Most of the unsupervised learning techniques are a form of cluster analysis where data is grouped based on some shared or similar characteristics. This type of learning will sort the data into groups that are in some form similar.
Neural Network Machine Learning
A key component of machine learning is neural networks, a decision-making engine consisting of numerous simple elements which process information using dynamic state responses.
“Neural networks are one of the most beautiful programming paradigms ever invented,” says scientist and programmer Michael Nielson, author of the book Neural Networks and Deep Learning. Neural networks are inspired by the architecture of the brain and make it possible for the computer to learn from observational data using deep learning.
“Until 2006, we didn’t know how to train neural networks to surpass more traditional approaches, except for a few specialized problems,” Nielson says. “What changed was the discovery of techniques for learning in so-called deep neural networks. Today, deep neural networks and deep learning achieve outstanding performance on many important problems in computer vision, speech recognition, and natural language processing.”

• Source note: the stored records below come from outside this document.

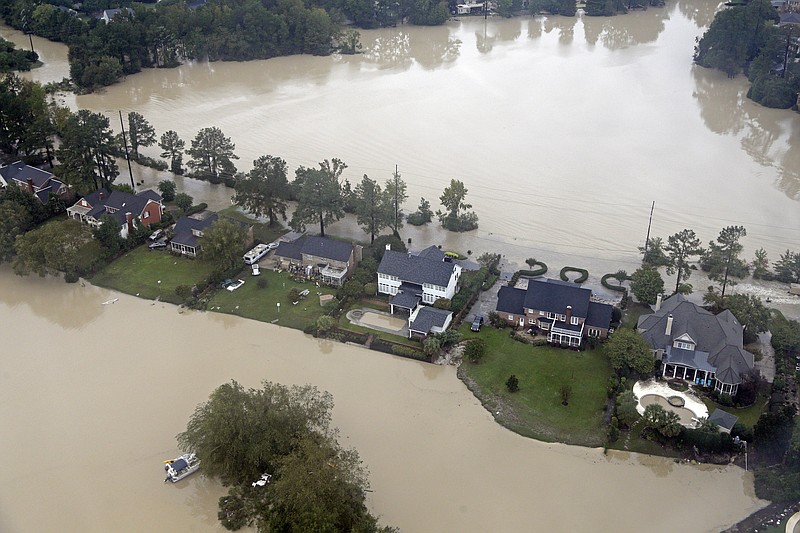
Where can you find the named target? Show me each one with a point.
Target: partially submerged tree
(172, 148)
(647, 284)
(264, 190)
(320, 196)
(140, 132)
(721, 259)
(212, 154)
(681, 247)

Neural networks use a set of equations to process input data and produce some form of analysis or judgement. They can incorporate training data – used to check whether the program is successful – as well as input data that describes the intended behavior of a system. And the analysis of that data improves slowly over time as it adjusts the parameters of the network.
Open Source Libraries
Developers use models built with open-source software libraries for dataflow programming across a range of tasks, including Tensorflow, Torch and Caffe. Tensorflow was developed for internal use by the Google Brain team but opened up generally for developers in late 2015; Torch is based on the Lua programming language; and Caffe, which stands for Convolutional Architecture for Fast Feature Embedding, was originally developed by the University of California, Berkeley; it is written in C++ and uses a Python interface.
In recent years, Python has become the language of choice for machine learning, particularly for developers with a computer science background, and has increased in popularity over Java, which formerly was nearly as popular and continues to benefit from the availability of open source material with Java application programming interfaces. R remains the third most-popular language but its take-up has been expanding rapidly, and it appears poised to overtake Java while other language options include C++ and newcomers Scala and Julia.

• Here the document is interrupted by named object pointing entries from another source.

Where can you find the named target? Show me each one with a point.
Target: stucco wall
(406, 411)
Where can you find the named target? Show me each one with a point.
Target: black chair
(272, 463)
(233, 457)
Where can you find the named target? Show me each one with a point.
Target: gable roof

The fundamental goal of machine learning is to generalize beyond the examples in the training set. One of the common mistakes in machine learning is testing the program on training data that can give an unrealistic sense of success. If done improperly, the result can be no more precise than guesswork. A simple solution is to set some data aside from the beginning and only use it to test a chosen classifier – an algorithm that implements classification – in the final stage.

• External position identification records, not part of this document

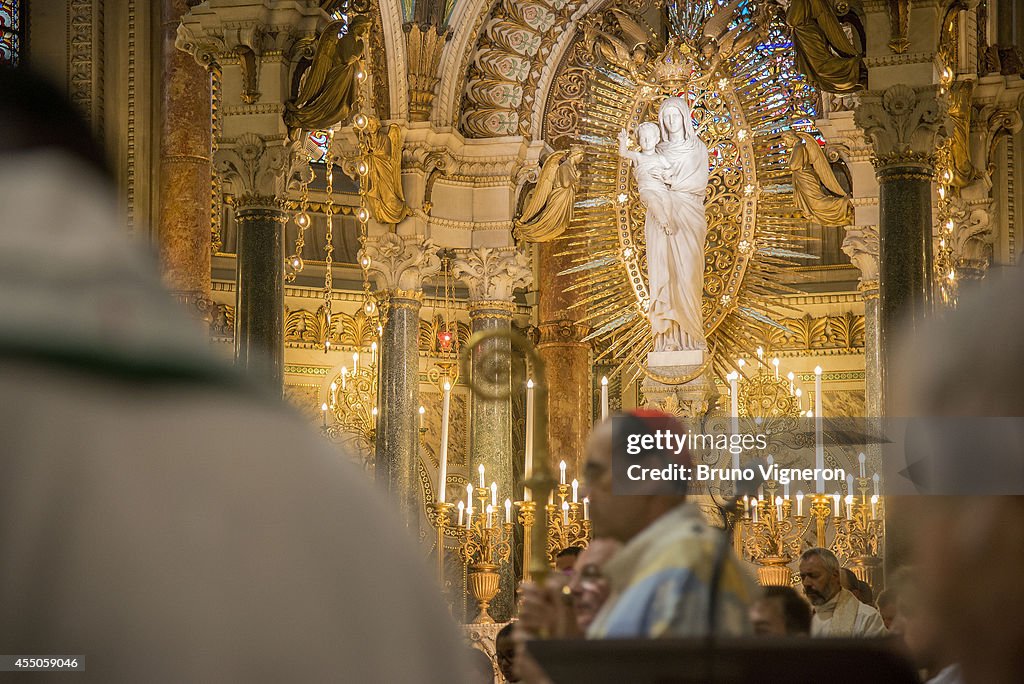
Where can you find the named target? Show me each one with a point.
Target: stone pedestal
(689, 399)
(491, 430)
(397, 437)
(567, 359)
(259, 314)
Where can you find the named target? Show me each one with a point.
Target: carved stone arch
(396, 60)
(554, 65)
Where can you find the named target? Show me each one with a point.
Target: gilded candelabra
(772, 535)
(487, 544)
(352, 400)
(568, 522)
(774, 531)
(859, 535)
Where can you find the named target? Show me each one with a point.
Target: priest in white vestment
(837, 611)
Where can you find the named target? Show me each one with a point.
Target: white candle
(604, 398)
(528, 467)
(819, 450)
(733, 379)
(445, 405)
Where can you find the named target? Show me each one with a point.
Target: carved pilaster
(400, 263)
(424, 45)
(493, 273)
(903, 124)
(256, 166)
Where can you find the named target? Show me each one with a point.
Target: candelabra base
(483, 580)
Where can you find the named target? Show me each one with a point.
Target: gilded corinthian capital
(493, 274)
(256, 166)
(903, 124)
(400, 263)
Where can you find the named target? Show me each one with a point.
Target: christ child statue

With machine learning one of the fastest growing fields in the technology world, the number of jobs opening up for experienced developers is mushrooming. Machine learning is revolutionizing ecommerce and IT as companies like Google, Tinder, Google Maps, Snapchat, OvalMoney and Netflix all use machine learning as part of their services to make the best possible judgement about what their clients may want to buy, watch, do or say next, and as the technology becomes more sophisticated, investment in the field and in data science as a whole, as well as in big data, is set to accelerate in the years to come.